Date Published

October 22, 2020

Updated For

ALS PCS Version ALS PCS Version 5.2


If you arrive to a patient who is circling the drain very low heart rate respirations are almost none due to opioid overdose and you take a bgl and it comes back no hypoglycemia would you be wrong to administer naloxone before obtaining a full set of vitals and hooking up the cardiac monitor due to the condition of the patient. (covid times so it meets an inability to adequately ventilate).


According to the latest OBHG Considerations for Paramedics Managing Patients During the COVID-19 Pandemic (here, link to be added) Part A, #7. states, "Opioid Toxicity Medical Directive: In all cases of patients with opioid toxicity and inadequate spontaneous respirations, Paramedics should consider administering naloxone, without the requirement of an inability to adequately ventilate.  Given the scenario, it appears that there is a strong suspicion for opioid toxicity, the patient is not ventilating due to this and is pre-arrest.
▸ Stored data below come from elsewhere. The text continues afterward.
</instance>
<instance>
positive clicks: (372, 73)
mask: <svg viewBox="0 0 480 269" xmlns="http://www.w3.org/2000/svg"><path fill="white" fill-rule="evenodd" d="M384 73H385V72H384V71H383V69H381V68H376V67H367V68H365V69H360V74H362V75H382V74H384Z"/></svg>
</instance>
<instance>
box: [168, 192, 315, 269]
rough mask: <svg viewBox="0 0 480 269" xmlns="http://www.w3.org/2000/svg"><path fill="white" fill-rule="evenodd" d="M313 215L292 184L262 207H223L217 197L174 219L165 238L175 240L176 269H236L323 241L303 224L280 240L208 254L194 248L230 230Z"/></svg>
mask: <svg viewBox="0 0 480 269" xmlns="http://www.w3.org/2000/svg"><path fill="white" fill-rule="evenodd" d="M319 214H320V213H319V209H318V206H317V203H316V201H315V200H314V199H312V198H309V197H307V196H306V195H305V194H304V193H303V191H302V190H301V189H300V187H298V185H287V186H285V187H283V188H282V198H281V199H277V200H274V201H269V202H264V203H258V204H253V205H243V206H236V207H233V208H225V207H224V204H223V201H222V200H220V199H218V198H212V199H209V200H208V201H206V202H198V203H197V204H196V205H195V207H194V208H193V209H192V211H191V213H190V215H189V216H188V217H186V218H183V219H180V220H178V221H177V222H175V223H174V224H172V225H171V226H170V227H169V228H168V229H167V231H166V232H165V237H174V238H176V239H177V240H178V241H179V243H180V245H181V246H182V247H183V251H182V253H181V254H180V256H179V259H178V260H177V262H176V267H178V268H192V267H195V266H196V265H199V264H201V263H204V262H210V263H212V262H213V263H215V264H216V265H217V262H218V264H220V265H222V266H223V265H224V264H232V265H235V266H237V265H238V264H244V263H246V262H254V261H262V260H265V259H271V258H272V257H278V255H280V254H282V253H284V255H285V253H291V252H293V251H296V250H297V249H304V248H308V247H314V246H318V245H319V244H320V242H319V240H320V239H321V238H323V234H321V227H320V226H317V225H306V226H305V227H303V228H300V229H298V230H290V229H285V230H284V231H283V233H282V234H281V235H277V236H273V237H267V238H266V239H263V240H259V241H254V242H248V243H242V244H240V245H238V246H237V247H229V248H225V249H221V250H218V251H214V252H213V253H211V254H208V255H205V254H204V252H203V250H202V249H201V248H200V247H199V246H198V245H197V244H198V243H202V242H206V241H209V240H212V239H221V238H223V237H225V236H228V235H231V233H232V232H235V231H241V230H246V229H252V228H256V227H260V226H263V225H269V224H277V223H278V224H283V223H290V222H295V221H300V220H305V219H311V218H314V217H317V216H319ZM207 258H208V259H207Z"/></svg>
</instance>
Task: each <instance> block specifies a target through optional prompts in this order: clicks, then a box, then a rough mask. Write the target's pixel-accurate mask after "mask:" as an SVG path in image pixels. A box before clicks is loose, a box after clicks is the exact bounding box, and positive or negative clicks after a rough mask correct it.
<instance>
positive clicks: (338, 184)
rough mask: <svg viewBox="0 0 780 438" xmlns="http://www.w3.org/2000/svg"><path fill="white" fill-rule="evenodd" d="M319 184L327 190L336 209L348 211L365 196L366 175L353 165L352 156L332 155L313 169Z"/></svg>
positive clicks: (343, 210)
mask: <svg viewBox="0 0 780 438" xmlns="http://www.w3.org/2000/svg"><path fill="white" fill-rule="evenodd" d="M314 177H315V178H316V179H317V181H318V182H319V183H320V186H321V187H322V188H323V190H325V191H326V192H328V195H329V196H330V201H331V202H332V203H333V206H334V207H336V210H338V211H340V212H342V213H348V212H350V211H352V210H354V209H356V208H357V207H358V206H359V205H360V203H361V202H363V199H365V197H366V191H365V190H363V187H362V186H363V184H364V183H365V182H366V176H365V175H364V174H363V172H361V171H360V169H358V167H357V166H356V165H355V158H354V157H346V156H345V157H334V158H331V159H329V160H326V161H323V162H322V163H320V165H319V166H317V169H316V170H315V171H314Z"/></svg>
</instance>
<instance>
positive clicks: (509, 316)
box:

Therefore, the decision to provide naloxone seems reasonable.

With regards to giving treatment before a full set of vitals, it should also be noted that care is not provided in a linear fashion when you are responding as a crew.  Assessments and interventions are occurring concurrently.  As such, your partner can obtain an SpO2 and provide oxygen or BVM if required as per the OBHG Treatment Considerations Memo Part B,#2. (please see full details within the memo) until the naloxone has been delivered and begins to take effect.  The purpose of Part A, #7. is to alleviate the need to provide prolonged BVM, thus reducing exposure risk. Its intention is not to say that you cannot provide BVM if the requirements are met as per Part B, #2.

We believe that paramedics should assess patients as per the BLS-PCS, make a treatment decision, follow their Medical Directives where appropriate, and make a transport decision.  The SWORBHP Medical Council does not support micro-managing paramedic scene management as long as patient care remains priority based and timely.